California’s cannabis has been deemed an essential industry during the COVID-19 pandemic, and Humboldt’s No. 1 cash crop has been affected in a few different ways. Sales at a few dispensaries have been up, while one of the county’s larger cannabis companies has seen significant hits to its bottom line.
Papa & Barkley has managed to avoid layoffs at its Eureka processing facility by using the Work Sharing Program, which makes up the pay difference for employees with reduced work hours. However, the company has had to lay off employees elsewhere.
“We’ve dialed things down because of the reduction in overall volume and inventory, but we have not had significant reductions [in employment] in Humboldt,” Papa & Barkley founder Adam Grossman told the Outpost. “More of the effect is on our front of the house in terms of sales and marketing.”
Papa and Barkley has a number of nationwide CBD products that are sold in about 400 stores, primarily in New York City and Southern California. But with the pandemic shutting down in-store traffic those sales have taken a significant hit.
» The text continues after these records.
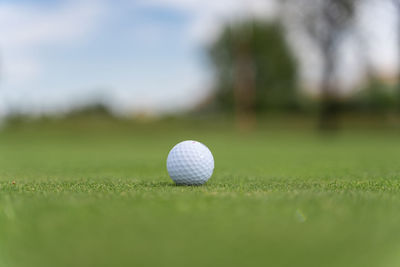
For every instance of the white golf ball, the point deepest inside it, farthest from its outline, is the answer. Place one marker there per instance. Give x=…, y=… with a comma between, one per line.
x=190, y=163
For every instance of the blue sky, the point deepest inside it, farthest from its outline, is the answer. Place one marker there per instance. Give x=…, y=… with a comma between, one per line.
x=141, y=55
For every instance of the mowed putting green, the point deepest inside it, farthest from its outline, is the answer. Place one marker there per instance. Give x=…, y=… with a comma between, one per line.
x=96, y=193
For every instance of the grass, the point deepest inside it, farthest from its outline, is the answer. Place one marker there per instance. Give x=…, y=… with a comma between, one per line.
x=96, y=193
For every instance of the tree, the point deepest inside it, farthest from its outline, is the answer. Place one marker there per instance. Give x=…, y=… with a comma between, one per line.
x=396, y=4
x=255, y=70
x=326, y=23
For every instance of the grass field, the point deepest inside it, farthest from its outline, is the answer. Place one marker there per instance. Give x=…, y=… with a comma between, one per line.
x=96, y=193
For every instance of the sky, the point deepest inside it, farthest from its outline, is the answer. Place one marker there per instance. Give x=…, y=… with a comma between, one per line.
x=138, y=55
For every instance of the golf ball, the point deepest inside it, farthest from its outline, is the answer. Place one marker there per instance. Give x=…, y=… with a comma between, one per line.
x=190, y=163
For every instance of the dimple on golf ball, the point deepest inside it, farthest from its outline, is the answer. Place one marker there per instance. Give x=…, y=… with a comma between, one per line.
x=190, y=163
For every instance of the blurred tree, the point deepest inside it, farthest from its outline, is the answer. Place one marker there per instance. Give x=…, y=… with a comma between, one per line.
x=255, y=70
x=325, y=22
x=396, y=4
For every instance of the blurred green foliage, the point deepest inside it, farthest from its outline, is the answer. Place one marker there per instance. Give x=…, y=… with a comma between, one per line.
x=273, y=66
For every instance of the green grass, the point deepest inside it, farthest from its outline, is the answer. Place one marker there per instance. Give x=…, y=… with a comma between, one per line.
x=96, y=193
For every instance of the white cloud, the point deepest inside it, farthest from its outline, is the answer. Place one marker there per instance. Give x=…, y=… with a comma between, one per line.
x=24, y=29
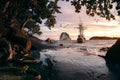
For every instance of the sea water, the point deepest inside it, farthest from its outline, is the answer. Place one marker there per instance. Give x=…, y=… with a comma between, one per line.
x=80, y=61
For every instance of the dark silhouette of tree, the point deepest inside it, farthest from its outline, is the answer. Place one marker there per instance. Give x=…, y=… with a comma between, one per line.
x=22, y=14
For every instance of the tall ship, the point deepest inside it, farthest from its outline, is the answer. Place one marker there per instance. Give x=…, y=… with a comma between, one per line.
x=81, y=38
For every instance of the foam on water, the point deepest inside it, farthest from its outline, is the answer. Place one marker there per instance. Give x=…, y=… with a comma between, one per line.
x=81, y=59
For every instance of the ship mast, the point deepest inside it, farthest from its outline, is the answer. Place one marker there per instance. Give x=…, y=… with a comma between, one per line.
x=81, y=28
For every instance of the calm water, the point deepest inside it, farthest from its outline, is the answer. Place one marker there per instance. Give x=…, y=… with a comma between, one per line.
x=80, y=61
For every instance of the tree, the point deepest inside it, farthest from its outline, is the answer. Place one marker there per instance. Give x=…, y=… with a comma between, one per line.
x=23, y=14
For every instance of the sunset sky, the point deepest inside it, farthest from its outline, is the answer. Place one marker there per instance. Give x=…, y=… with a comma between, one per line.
x=69, y=20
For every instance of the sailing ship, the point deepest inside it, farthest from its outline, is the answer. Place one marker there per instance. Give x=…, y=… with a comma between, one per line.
x=81, y=38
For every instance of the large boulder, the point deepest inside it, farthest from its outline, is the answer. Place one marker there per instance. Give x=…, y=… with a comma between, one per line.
x=113, y=54
x=64, y=36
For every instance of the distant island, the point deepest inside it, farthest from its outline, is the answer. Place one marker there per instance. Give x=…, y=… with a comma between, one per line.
x=103, y=38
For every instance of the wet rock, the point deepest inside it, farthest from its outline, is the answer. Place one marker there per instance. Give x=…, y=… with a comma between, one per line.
x=112, y=59
x=104, y=49
x=80, y=39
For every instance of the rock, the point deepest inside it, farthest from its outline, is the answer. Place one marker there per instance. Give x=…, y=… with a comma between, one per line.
x=104, y=49
x=80, y=39
x=4, y=51
x=48, y=40
x=112, y=59
x=113, y=55
x=64, y=36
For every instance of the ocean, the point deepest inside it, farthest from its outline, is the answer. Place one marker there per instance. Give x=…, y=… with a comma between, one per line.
x=74, y=61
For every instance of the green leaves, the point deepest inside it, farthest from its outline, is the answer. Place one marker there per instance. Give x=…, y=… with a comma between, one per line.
x=101, y=8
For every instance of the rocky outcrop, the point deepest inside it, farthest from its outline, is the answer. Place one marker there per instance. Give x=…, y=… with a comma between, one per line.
x=64, y=36
x=80, y=39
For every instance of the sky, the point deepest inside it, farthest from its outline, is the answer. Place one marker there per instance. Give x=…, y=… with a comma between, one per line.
x=68, y=22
“Those smaller CBD specialty retailers are down by about 60 percent,” Grossman said. “[Those shops] are not currently operating, and while we have had a good increase in our online activity — quite significantly, which has made up some of the difference — those markets are suffering significantly.”
Papa & Barkley’s California sales are down by about 25 percent in dispensaries across the state, although those sales are starting to rebound. Grossman said the company tried to secure federal assistance for their CBD company but was denied.
“We thought we might be able to because we have a separate business account that houses our CBD business, but given the common ownership, we have been unable to access federal funds,” he said.
But things are looking up for the future of Papa & Barkley. Its products will soon be sold in all Vitamin Shoppes across the country, and Grossman feels confident about the company’s future in online CBD product sales.
When it comes to workplace changes, Papa & Barkley has changed its work schedules to allow for less employees at a given shift. It also stopped budtender trainings and provides employees with masks, gloves and other forms of PPE.
At the Heart of Humboldt in Arcata, sales were initially down as the pandemic slowed foot traffic into the store.
“But as the community settled into the new regulations, customers started coming back and buying more in fewer trips,” owner Marcia Brownfield told the Outpost. “Which says to us our customers are being cautious and taking care of themselves, our staff and each other. We couldn’t be more grateful or proud.”
Heart of Humboldt is using Leafly — a website dedicated to cannabis where customers can find dispensaries and products in their area — to supplement their in-person sales. Work hours for employees have been reduced, but layoffs weren’t necessary.
“Like everyone, we are taking things day by day,” Brownfield said. “Things look fine for us looking forward but changes happen so often we can’t know anything for sure. We just plan to continue to serve our community that we love while doing everything we can to keep each other safe.”
Mariellen Jurkovic, director of Humboldt Patient Resource Center, said she had to lay off two employees. However, they were affiliated with the Wellness Center side of HPRC.
“We closed that because it wasn’t essential at the time,” Jurkovich told the Outpost. “I don’t know what is going to happen with that right now, but we are planning on reopening at some point when we get to another phase.”
But for the cannabis side of HPRC the employees have been able to use sick time and vacation pay to take time off if they feel like it.
“Sometimes people aren’t physically sick, but they are feeling anxious or that they can’t be at their best that day, so they have been using some of that,” Jurkovich said. “I’m not being restrictive on any of that. I care about them and I just want to make sure they are feeling as comfortable as they can at work.”
Sales for HPRC have been “normal good,” Jurkovich said, though some adjustments have been made in shopping experience.
“We meet people in the street with money and cannabis,” Jurkovich said with a laugh. “That’s not usually what we’re doing. It’s different.”
HPRC, like Heart of Humboldt, has changed things a bit when it comes to receiving product from farmers. The distributors show up in masks and gloves and at HPRC they are required to have their temperature checked before entering the store.
When it comes to the long game for HPRC, there will be a few differences in how the company conducts business after the pandemic.
“We are really appreciative that we were considered essential, so we are just going to go along and stay open and go along with whatever the guidelines for the community,” Jurkovich said. “We weren’t sure if we should put up permanent [plexiglass] shields or removable shields, or how long is this going to go on. It’s a new pandemic that we have going on here. I just try to do what the experts say might be the safest.”